Cohn-Bendit: Then all political parties will have to consider what combination of parties can get us out of the crisis.
SPIEGEL ONLINE: Could a coalition government of Merkel's conservatives and the Greens then come into play?
Cohn-Bendit: All will have to consider everything -- and I mean all. The situation will be very complex. In order not to lose their orientation, people will have to make decisions based on their own political content and they must ask themselves whether the possible alliances make sense in terms of content.
SPIEGEL ONLINE: Simply stated
Cohn-Bendit: Simply stated, with what party do I want to implement my political program?
SPIEGEL ONLINE: And if a partnership with Angela Merkel's Christian Democrats makes sense
Cohn-Bendit: then we will do so. Anything else would be nonsense. I don't really believe it will happen, but if it turns out that such a coalition would not only be mathematically possible, but that it would also be politically viable, then of course we would do it.
SPIEGEL ONLINE: Wouldn't you be breaking a Green Party taboo by doing so?
Cohn-Bendit: Come off it. After September's election, nothing will be the same as it was before. The dream is over. The phantom of the Left Party as a third force in politics, for example, will be over -- and some other things will come uncoiled
SPIEGEL ONLINE: Are you thinking of the Social Democrats?
Cohn-Bendit: Of the SPD of yesterday and yesteryear. The old social democratic model has played itself out. And you don't only see that in Germany. The Socialist Party in France, the Partito Democratico in Italy -- today they are lifeless structures that have no perspectives in society. They have no future. The socialists and social democrats in Europe who are still lively must finally start thinking and talking openly about society -- and not about themselves. They need to suggest alternatives, take risks. It's high time. Otherwise they will lose their party base.
SPIEGEL ONLINE: That appears to be stripping all parties of their base -- at least if you take a look at the results of the European elections.

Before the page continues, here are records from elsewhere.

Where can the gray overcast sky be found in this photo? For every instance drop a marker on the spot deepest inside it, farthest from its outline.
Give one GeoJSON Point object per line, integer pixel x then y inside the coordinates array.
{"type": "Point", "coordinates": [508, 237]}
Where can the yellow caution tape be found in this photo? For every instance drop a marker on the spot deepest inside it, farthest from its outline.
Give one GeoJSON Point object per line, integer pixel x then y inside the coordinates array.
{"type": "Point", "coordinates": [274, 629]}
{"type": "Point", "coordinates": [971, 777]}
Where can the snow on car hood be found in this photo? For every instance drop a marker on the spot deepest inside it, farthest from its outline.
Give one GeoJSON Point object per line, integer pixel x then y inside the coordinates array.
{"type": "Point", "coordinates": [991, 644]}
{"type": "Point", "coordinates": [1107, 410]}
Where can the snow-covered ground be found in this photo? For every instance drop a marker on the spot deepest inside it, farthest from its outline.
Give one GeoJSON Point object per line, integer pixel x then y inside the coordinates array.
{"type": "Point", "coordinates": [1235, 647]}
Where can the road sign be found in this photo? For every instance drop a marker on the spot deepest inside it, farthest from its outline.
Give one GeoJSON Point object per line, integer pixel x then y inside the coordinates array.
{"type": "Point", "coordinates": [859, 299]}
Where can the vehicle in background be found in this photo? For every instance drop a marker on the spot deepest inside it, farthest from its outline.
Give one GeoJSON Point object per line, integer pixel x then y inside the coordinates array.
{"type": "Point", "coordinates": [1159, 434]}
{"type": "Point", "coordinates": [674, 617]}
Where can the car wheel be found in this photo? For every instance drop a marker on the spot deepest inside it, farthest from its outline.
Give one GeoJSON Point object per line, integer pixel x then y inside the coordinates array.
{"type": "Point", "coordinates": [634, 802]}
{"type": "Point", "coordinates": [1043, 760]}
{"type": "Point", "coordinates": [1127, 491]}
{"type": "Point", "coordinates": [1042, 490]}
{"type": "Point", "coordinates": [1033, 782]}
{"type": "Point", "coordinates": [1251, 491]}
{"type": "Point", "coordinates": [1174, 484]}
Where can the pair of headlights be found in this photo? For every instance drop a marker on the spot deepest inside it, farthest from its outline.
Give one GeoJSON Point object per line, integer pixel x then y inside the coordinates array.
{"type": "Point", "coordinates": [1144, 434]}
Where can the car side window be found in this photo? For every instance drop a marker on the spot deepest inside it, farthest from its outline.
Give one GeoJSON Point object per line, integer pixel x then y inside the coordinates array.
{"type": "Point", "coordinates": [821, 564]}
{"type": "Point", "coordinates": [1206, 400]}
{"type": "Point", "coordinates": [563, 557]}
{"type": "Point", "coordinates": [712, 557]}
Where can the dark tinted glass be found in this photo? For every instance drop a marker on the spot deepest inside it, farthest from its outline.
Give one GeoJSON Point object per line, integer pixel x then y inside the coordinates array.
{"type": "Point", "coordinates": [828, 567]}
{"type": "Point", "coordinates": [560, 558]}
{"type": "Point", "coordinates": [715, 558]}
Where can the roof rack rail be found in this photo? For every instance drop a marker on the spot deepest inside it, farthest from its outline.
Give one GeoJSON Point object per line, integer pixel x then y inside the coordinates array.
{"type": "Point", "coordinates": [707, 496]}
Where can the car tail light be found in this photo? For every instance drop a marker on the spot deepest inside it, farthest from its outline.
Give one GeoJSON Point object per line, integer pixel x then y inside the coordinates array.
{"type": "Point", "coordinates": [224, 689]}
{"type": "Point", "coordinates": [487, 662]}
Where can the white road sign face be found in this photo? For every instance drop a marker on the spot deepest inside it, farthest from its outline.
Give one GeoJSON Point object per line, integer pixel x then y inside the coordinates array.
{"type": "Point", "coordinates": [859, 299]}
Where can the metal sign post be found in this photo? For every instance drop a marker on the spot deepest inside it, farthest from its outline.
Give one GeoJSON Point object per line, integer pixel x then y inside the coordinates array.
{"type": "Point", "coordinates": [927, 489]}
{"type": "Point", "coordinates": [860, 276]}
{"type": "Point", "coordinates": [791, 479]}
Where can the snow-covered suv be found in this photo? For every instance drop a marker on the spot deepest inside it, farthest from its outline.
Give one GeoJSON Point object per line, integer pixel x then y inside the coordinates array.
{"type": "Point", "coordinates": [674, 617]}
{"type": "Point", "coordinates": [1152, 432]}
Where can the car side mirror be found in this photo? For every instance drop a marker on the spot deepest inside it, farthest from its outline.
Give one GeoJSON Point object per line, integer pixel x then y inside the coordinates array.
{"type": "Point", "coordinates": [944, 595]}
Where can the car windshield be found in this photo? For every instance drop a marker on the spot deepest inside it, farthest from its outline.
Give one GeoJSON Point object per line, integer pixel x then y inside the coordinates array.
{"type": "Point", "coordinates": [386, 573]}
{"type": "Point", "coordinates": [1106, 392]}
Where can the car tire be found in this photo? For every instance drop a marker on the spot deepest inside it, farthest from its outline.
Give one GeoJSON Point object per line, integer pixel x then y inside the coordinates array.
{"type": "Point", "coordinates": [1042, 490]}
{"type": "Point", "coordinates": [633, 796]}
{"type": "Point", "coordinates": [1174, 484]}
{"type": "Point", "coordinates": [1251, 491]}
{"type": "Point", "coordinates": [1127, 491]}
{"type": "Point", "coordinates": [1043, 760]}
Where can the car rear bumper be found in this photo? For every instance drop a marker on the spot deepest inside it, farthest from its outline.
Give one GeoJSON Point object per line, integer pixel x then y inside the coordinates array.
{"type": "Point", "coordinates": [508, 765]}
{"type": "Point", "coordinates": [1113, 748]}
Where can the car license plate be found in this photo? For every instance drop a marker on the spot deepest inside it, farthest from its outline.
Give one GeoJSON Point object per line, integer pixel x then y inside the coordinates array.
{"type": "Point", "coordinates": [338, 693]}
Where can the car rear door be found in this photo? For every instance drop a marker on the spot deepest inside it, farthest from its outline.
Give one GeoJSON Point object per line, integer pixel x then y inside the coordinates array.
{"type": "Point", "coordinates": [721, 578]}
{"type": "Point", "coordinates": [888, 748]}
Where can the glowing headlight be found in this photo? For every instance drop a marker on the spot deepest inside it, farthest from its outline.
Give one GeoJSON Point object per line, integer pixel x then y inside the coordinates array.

Cohn-Bendit: Europe is in a process of transformation. In the East, the new political structures are still standing on thin legs -- but that has nothing to do with the EU, but rather with their own history. And here in the West, the media view of Europe reduces it to a kiss between Nicolas Sarkozy and Merkel. It presents Europe as an intergovernmental body and the European Parliament isn't even discussed. But politicians want things to stay that way just as much so that they don't lose their spotlight. Then the same politicians believe that they can campaign for just 14 days (in the European election) and that masses will turn out and vote. Because that doesn't work, they complain about perpetually shrinking voter turnout. But that is unacceptable. In France, our Green Party has conducted a seven-month long campaign, we have explained our plans and what should be decided in parliament
SPIEGEL ONLINE: But not even half of those eligible to vote bothered to turn out. Clearly those efforts weren't enough.
Cohn-Bendit: No, we need to liberate the European elections from their national constraints, we need to Europeanize them. That's why the Green Party is calling for at list some of the parliamentarians to come from a common, Europe-wide list of leading candidates. That would create a European political discussion. We cannot continue with these small-minded, provincial battles and call them European elections. And whoever forms the majority in parliament should also be able to determine who becomes president of the European Commission. It's just a shame
SPIEGEL ONLINE: A shame? You fear that won't happen?
Cohn-Bendit: On the contrary. I am certain that, in five years, the top people in the European Parliament will be elected Europe-wide on transnational candidate lists. It's just a shame that I won't be there to be a part of it. I've spent my life campaigning for it. When it finally happens, I will likely be too old and no longer there to experience it.
Interview conducted by Hans-Jürgen Schlamp in Brussels.